書案六尺 〜伍 酒の肴か肴の酒か?

noteでは先輩のクリエーターさんが、それはもう旨そうな料理やまつわる話を書いていらっしゃるので、ふと酒の肴について徒然なるままに書いてみようと。

酒の肴、どちらが主でどちらが従なのかと言えば
このことばが昔からしっくりこないなぁと感じている。

というのも、所謂お酒と料理のマリアージュとか何とかは私にはあまりないと言っても良いからだ。酒の肴と言われるものは子供の頃から大好きだったのだが(コハダとかの光りもの多いな)、ついでに水分を補うくらいの間隔で酒を飲んでる、様はつまんない酒呑みの類である。
酒が嫌いなわけでは断じてない。 が、旨いのを飲んでる時には食い物邪魔だなぁ派である。様はマルチタスク派ではないのだ。

むしろ酒や肴とそのものではなく、楽しい呑み会が好きで、結果として両方美味しく嗜んでいる。
リーマンやめてから(とはいえ現状も給与所得者である以上変わりはないわけだが)、一時期のウザ絡みしてくる上司や同僚などとのクソ面白くない連中と呑まにゃならん事は無くなったので、基本今の呑みの場は全部楽しい。
よって私にとっては呑みの場そのものが肴になるんだろうか?

そういえば、変わったものを肴にして旨そうに酒を呑んでた人を思い出した。
とっくに物故しているが、母方の祖父である。

この人戦前は田端で呉服屋を営んでおり、毎晩芸者さんやらを引き連れて飲み歩き、地元で相撲の勧進元(所謂興行主)になったりと、様はフリーな散財をする粋人であったそうだ。
大戦中、空襲で店が全焼し、当時の文士が多く住む大森にあった別宅に居を移した。
それからは全く働かず自分でたまに小商いなどして一生を終えたのだが、終戦後の食糧事情厳しい中、配給の砂糖をタバコの葉をまろやかにしたいらしく、全部砂糖水にして霧吹きで葉っぱに飲ませてしまい、家族から改めて大顰蹙を買ってたりしていたそうな。(以上亡き母から聞いた話)

そんな爺さんと気が合ったのが、やはり亡き父親で、よく2人で呑んでいた記憶がある。
たまに我が家に遊びに来ることがあり、その度に我が親父が『せっかくお義父さんが来るんだから…』的にウキウキして、仕事休んで江ノ島辺りでサザエやら岩牡蠣(多分密漁だな)など取り揃えて、夜を待たずに2人して至福の表情で呑んでたなぁ。

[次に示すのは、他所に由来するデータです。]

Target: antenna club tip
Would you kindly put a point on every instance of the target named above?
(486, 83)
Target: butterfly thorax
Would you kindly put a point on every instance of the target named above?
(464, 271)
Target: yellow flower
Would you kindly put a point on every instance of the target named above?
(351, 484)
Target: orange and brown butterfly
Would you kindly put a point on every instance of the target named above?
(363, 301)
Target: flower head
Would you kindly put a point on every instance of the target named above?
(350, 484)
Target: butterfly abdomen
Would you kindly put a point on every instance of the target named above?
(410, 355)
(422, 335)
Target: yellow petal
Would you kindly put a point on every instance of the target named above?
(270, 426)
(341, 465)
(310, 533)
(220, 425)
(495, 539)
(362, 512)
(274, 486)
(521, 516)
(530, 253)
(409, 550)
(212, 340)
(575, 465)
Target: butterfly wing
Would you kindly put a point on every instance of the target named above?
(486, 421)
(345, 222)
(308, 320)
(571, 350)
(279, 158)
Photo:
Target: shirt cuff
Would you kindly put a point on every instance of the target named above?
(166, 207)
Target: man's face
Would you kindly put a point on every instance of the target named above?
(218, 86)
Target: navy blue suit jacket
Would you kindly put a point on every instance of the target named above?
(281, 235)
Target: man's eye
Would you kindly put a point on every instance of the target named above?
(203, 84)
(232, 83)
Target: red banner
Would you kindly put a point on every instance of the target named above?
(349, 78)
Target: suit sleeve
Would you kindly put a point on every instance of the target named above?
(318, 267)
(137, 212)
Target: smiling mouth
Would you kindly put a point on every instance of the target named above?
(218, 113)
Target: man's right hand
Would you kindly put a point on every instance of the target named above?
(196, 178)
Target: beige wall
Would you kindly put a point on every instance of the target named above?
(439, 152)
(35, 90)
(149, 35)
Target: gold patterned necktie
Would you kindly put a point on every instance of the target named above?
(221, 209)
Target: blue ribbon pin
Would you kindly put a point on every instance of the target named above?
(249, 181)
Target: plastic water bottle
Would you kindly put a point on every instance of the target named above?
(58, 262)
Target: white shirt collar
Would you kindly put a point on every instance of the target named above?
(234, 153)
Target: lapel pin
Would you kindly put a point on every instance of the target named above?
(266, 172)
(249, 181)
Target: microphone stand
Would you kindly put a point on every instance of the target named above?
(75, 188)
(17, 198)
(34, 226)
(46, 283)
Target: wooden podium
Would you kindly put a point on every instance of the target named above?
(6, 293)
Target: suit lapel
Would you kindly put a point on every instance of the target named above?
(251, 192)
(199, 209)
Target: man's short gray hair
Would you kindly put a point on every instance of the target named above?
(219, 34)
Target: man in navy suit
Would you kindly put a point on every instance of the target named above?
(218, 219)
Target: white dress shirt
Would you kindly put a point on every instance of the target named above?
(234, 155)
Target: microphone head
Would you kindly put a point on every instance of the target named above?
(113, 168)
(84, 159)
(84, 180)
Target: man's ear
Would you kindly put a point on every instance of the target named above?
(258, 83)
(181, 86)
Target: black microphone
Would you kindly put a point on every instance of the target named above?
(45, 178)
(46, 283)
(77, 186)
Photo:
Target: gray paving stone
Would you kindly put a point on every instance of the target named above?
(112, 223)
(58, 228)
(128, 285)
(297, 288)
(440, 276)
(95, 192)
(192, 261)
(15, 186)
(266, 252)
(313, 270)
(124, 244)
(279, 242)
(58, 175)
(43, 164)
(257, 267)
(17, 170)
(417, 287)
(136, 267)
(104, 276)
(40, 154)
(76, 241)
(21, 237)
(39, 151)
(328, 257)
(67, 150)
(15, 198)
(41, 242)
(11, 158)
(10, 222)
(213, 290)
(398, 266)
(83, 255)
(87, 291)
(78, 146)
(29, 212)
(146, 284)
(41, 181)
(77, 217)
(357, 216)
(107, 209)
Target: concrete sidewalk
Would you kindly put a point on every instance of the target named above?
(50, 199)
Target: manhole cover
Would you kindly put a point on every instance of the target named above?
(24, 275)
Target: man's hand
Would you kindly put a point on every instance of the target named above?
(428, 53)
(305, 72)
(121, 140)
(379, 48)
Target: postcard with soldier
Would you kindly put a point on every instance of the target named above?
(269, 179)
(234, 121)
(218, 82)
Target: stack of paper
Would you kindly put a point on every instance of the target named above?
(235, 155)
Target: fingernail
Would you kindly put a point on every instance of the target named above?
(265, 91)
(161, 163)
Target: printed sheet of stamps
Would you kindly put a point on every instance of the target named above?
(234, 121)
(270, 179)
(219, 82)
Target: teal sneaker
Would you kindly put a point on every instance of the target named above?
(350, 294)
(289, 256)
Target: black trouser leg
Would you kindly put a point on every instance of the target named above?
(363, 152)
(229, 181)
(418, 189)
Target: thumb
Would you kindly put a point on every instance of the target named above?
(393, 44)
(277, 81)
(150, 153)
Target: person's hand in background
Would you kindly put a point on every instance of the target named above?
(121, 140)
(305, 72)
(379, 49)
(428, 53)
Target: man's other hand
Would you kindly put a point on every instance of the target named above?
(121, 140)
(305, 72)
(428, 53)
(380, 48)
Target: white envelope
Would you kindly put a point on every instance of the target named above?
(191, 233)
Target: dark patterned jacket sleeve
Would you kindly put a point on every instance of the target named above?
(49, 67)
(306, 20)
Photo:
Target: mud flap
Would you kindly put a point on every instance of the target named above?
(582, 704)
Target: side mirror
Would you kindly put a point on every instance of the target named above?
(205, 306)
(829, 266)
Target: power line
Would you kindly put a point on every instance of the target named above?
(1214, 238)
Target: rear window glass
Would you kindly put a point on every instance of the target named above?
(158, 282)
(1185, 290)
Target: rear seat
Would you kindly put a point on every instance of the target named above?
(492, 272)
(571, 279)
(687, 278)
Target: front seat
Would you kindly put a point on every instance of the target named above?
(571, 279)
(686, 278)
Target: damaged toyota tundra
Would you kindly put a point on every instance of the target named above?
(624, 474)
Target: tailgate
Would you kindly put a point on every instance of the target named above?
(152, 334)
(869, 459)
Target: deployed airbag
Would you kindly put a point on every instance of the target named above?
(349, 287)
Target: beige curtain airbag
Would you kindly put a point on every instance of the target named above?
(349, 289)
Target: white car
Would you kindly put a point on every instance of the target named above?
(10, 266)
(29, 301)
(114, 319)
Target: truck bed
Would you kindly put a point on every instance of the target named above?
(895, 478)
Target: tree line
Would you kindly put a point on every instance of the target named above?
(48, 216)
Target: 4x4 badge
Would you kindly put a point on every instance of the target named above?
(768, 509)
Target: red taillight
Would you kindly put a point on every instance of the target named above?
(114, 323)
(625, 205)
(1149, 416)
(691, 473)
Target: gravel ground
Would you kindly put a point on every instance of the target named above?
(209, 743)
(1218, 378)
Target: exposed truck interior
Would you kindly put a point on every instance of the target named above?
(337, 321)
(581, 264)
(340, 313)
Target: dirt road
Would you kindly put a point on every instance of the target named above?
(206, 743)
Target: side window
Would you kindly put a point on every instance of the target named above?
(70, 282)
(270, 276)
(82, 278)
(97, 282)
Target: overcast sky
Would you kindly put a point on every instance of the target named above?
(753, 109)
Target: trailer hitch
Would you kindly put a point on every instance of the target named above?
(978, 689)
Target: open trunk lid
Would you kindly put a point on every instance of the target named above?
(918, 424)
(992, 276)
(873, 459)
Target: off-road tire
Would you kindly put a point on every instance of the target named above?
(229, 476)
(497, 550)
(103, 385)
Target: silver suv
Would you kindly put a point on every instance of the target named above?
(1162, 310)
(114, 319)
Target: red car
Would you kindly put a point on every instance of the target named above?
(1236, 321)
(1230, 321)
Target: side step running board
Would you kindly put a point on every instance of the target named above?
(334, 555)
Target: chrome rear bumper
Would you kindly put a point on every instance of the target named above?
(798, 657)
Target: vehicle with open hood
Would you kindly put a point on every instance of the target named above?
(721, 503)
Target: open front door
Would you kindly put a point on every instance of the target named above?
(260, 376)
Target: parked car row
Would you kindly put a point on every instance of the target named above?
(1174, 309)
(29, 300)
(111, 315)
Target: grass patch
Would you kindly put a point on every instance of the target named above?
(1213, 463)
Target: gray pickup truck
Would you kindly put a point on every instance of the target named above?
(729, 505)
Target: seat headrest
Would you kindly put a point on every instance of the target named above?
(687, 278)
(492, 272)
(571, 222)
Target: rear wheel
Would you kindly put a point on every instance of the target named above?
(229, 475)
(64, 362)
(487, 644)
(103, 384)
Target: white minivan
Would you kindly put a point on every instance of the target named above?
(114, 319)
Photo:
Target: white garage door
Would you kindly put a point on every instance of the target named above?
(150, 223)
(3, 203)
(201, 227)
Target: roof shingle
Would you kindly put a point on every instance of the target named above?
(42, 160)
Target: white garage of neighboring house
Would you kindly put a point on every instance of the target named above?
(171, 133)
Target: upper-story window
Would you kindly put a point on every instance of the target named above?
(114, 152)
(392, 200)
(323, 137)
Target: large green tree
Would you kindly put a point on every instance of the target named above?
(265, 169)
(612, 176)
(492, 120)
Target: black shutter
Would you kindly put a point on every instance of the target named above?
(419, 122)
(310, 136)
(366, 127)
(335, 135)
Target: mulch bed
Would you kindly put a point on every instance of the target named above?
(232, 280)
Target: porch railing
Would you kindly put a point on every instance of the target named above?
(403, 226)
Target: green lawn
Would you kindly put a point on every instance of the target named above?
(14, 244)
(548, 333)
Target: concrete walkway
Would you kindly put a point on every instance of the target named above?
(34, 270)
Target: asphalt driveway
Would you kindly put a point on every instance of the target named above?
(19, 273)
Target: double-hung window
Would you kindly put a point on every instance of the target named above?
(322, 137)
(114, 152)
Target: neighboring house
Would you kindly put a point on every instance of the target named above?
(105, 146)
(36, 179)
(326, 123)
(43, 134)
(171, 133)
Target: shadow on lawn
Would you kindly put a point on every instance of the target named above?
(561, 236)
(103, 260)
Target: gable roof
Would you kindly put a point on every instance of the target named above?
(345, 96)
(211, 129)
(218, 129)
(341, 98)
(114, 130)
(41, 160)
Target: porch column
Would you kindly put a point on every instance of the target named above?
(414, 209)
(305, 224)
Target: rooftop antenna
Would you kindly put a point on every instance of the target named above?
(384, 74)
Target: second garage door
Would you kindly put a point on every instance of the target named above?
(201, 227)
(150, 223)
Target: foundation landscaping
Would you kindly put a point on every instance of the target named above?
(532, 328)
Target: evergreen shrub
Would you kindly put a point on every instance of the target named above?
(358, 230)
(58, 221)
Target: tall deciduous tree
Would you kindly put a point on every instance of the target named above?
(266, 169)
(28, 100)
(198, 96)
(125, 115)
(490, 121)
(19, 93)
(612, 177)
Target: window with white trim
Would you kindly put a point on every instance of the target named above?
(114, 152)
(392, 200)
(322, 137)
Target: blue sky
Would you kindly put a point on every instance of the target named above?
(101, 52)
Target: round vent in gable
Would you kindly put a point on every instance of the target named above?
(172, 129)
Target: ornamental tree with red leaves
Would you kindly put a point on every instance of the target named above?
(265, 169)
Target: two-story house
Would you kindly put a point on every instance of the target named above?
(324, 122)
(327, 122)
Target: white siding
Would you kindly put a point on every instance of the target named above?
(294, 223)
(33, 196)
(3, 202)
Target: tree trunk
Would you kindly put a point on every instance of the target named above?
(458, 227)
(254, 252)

このじいちゃんが正月一同が集まった時に、孫を一人一人あぐらをかいた片っぽうに座らせ、もう一方の太ももを支点にして真ん中に置いた湯飲み茶碗に一升瓶から酒を器用に注いで、やおら一口呷って何が二言三言語りかけてくるのだ。
こちらは元来の早口と濃密なアルコールのペイパーを吹き付けられたまったもんじゃなかったが、本人実に旨そうにまさに至福の表情で酒を呑んでいたのを思い出した。
つまりは孫を肴にして酒呑む爺様であった。
(僕より年下の従兄弟姉妹は覚えがないかなぁ、つうかもういなかったか?)

実に酒の肴は人それぞれでありますなぁ。

こんなこと書いてたら、買っといた牡蠣でアヒージョ作って、泡系の酒で一杯やらねばならんなぁと明後日の予定を立てている自分がいる。